Me apretó el brazo contra el suyo.
—Más de lo que acostumbro a esperar a nadie. Cinco minutos.
—Supongo que los valgo.
—Pues supones mal.
— ¡No lo puedo remediar, y tú estás encantada! —exclamé por fin.
Me dio un codazo cariñoso.
— ¿Cómo lo sabes?
— No lo sé —le dije—. Estoy fanfarroneando.
La sonrisa apareció de sus labios.
— ¡Maldito seas, Ton, no te burles de mi! -me dijo-.

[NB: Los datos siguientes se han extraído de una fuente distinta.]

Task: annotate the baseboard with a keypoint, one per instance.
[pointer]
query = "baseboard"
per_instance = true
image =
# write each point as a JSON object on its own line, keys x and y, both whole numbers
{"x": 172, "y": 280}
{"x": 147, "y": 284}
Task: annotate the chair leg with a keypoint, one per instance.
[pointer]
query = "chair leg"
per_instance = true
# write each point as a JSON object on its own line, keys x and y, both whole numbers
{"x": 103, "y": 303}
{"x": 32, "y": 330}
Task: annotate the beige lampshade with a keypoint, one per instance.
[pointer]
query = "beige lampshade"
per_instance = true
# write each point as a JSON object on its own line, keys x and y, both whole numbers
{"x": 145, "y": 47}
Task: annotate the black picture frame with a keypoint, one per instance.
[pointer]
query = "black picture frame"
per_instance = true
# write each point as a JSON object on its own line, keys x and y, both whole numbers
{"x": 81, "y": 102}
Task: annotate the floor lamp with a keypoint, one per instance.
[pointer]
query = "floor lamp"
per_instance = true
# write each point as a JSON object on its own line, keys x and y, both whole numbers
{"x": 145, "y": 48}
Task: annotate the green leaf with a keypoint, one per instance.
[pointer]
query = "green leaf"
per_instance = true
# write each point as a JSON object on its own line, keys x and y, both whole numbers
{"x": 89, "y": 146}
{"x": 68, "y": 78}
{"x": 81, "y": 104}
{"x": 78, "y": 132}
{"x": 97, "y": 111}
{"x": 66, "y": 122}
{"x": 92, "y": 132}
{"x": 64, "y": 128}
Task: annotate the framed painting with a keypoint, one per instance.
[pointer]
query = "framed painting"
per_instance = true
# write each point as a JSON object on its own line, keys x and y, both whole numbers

— Nos acabamos de conocer y ya me has cambiado el nombre. ¿Qué más sabes hacer?
—
Me gusta más Ton. Tony es demasiado largo, y cuando grito, o gimo, me
gusta usar nombres cortos. Es más efectivo. Pero no sé por qué digo
esto. Es verdad, no te conozco, ni tú a mí. Esto no tiene sentido.
¿Qué podía contestarle? Le acaricié la mejilla y le pellizqué la oreja, por fin le dije, sonriendo:
—Hay cosas que no tienen sentido. Ocurren, sencillamente.

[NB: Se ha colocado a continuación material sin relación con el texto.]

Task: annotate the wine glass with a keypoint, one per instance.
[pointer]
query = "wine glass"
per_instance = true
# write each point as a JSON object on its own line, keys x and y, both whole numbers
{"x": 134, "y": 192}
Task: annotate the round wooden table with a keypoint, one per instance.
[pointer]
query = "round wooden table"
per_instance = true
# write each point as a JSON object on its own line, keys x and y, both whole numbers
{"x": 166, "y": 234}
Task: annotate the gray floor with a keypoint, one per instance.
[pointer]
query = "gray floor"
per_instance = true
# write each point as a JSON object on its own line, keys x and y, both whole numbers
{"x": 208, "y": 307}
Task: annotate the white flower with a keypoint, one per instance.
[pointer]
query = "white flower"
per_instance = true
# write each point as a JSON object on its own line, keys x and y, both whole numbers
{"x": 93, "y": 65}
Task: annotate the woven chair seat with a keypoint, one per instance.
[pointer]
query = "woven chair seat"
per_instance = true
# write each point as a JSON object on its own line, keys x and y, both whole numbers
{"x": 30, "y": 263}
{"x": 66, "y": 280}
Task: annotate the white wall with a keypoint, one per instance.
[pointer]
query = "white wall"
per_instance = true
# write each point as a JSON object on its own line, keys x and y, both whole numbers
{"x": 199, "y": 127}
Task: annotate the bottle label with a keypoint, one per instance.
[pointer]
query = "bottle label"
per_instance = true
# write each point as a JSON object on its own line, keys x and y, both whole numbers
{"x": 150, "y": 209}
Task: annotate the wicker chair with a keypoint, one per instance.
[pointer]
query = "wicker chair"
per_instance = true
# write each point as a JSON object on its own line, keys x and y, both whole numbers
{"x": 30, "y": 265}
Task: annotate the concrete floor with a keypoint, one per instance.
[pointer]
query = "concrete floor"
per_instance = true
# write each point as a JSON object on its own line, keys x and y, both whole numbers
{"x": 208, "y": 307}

Se inclinó hacia el camarero, le dijo algo que no llegué a entender, y se arrellanó en su asiento.
Pareció
que el acercamiento gradual de los dos venía lentamente, como viene el
sueño cuando uno está demasiado cansado. Primero, con morosidad,
luego, con rapidez creciente y, por último, con un impulso súbito,
arrebatado. Sus brazos me rodearon, mis manos la estrecharon
fuertemente y mis dedos se hundieron en la masa sedosa de su pelo. Miré
su boca, que no estaba ahora húmeda sino mojada, y ella me dijo:
—Ton, ¡maldita sea tu estampa! ¡Me gustas, y ya está!
Su
boca estaba muy cerca de la mía y era demasiado tentadora. Mis dedos
se enredaron como por ensalmo en sus cabellos y, súbitamente, aquellos
labios deliciosos, se hallaron a milímetros de los míos, y muy pronto
ya no hubo distancia entre ellos.
El
delicioso ardor fue precisamente el que esperaba. Su boca era un nido
blando, cálido y vibrante. Saboreé suavemente la dulzura acre de sus
ansias hasta que se hicieron demasiado frenéticas y hube de apartarme
de ella.
Algunas se echan a temblar,
otras lloran, y muchas formulan en el acto sus quejas; pero ella se
limitó a cerrar los ojos, a sonreír, a abrirlos de nuevo y a
retreparse, laxa, junto a mí. Las puntas de sus dedos acariciaron mi
rostro, y actos seguido cogió dos cigarrillos, los encendió y me puso
uno en los labios.
— ¿Sabes que no se puede fumar aquí?-le dije -.
—
¿Y qué? ¿Me van a detener? Además, le he pedido permiso al camarero y
me ha dicho que si no hacemos mucho humo nos dejaba. Así que ya sabes,
te tragas el humo y punto… Y no cambies de tema, Ton, dime: ¿por qué
te has apartado de mí?
—Nena, eres una
chiquilla encantadora. Y bonita como un sueño. Bonita como para parar
un tren. No sé si eres sincera conmigo, pero aunque lo fueras, no me
fiaría. Podría enamorarme de ti como un demente y, seguramente
ocurrirá, no obstante, seguiría sin fiarme.